Europe boasted of players such as Seve, Nick Faldo, Bernhard Langer, Sandy Lyle and Ian Woosnam, as well as a 21-year-old Jose Maria Olazabal.
Four of these six were already Major winners, with the other two enjoying their moments in the sunlight a few years later.
Between 1983 and 1994, these European players collected 14 major titles, including at least one success in 11 of those 12 seasons.
And if you study the personnel representing this year's American team, there are certainly parallels regarding their European counterparts from three decades ago.
Seven members of the US contingent have yet to reach 30, and that does not include Dustin Johnson who is back as world No 1 going into this week's clash.
Jordan Spieth, Justin Thomas, Brooks Koepka, Patrick Reed and Rickie Fowler are likely to form the nucleus of many American sides over the next few years, and perhaps Bryson DeChambeau and Tony Finau will also become Ryder Cup regulars.
Nine members of this team are major champions, with the other three yet to reach 30.
In time, the 2018 vintage could be viewed as being even stronger than the famed-American teams of 1975 and 1981, and that would take some beating.

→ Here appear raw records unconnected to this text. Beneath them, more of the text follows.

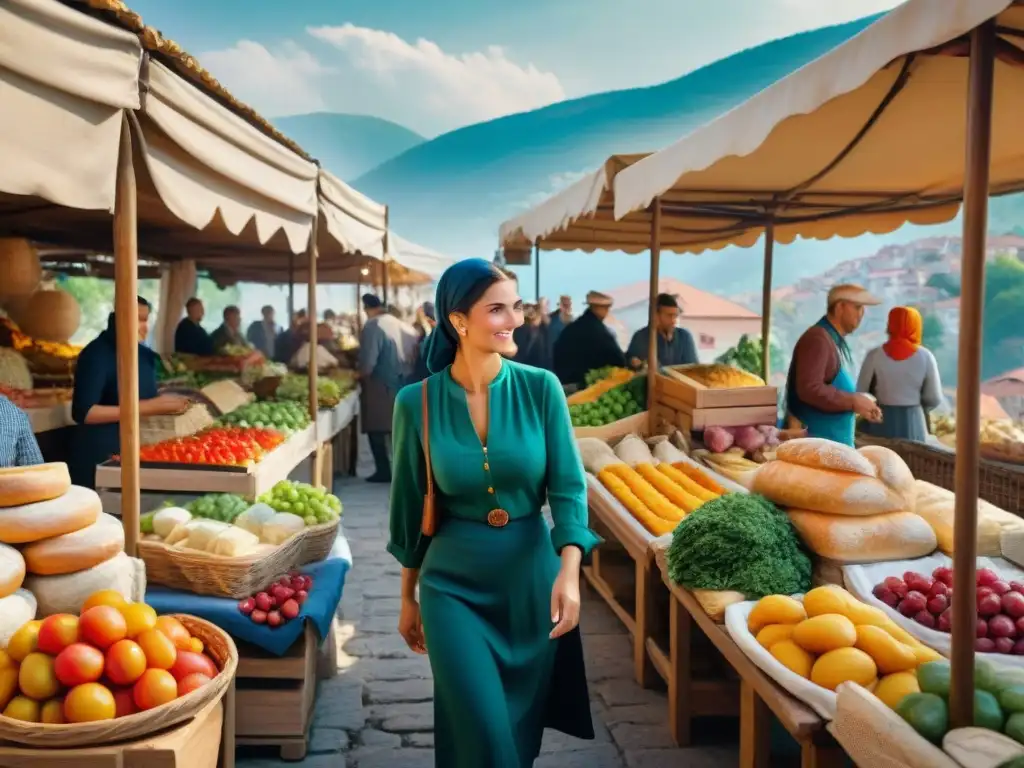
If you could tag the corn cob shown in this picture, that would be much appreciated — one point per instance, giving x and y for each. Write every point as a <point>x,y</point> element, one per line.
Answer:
<point>667,486</point>
<point>652,500</point>
<point>699,477</point>
<point>628,499</point>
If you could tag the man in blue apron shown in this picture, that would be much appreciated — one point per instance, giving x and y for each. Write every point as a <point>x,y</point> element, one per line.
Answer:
<point>821,389</point>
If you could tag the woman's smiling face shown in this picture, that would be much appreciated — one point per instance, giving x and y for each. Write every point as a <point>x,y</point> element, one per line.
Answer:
<point>489,324</point>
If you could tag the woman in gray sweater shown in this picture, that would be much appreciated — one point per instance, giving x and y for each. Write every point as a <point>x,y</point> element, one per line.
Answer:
<point>904,378</point>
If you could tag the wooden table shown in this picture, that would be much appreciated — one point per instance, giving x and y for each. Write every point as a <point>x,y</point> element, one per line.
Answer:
<point>636,611</point>
<point>760,696</point>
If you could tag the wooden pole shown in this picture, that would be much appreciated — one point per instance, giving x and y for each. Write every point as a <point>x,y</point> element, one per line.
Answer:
<point>655,257</point>
<point>976,170</point>
<point>126,325</point>
<point>766,300</point>
<point>313,345</point>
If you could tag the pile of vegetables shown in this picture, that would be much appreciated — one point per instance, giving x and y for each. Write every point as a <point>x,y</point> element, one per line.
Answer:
<point>286,417</point>
<point>740,543</point>
<point>312,505</point>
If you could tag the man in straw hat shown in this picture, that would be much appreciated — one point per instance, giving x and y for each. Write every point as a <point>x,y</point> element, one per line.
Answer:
<point>587,343</point>
<point>821,390</point>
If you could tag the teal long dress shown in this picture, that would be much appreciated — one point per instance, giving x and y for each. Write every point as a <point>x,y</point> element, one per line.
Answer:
<point>485,591</point>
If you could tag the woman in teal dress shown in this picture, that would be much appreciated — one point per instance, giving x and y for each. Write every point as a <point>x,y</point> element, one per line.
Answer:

Nicklaus, Trevino, Miller, Irwin and Floyd, were just five of the surnames which played in both of those matches, not to mention Watson who joined this group at Walton Heath in 1981.
Since that match in the Surrey countryside 37 years ago, the Americans have only won once away from home.
But maybe their exciting young 'Generation France' will herald in a new era of US glory in the Ryder Cup, as they attempt to secure back-to-back wins for the first time since 1993.
'Veteran' Tiger Woods will be full of confidence following his comeback win in Georgia on Sunday, so momentum appears to be with the Americans right now.
And if Europe fails to start strongly on familiar home turf, the mainly youthful invaders from across the Atlantic may well secure a foothold in the match and take control of the famous old trophy.